Cybersecurity Reference > Glossary
Fuzzing
A fuzzing attack is a software testing technique that involves sending invalid, unexpected, or random data inputs to a program to identify vulnerabilities.
Also known as fuzz testing, this method systematically bombards applications with malformed data to trigger crashes, memory leaks, buffer overflows, or other security flaws that could be exploited by attackers.
Fuzzing can be categorized into several types: black-box fuzzing tests applications without knowledge of internal code structure, white-box fuzzing uses source code analysis to guide test case generation, and gray-box fuzzing combines both approaches. The technique can target various input vectors including file formats, network protocols, APIs, and user interfaces.

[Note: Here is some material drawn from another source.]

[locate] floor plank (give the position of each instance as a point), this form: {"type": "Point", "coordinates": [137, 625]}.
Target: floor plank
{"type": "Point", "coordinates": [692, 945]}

While originally developed as a quality assurance tool, fuzzing has become essential in cybersecurity for both defensive and offensive purposes. Security researchers use fuzzers to discover zero-day vulnerabilities before malicious actors do, while attackers may employ fuzzing to find exploitable weaknesses in target systems. Popular fuzzing frameworks include AFL (American Fuzzy Lop), LibFuzzer, and Peach Fuzzer.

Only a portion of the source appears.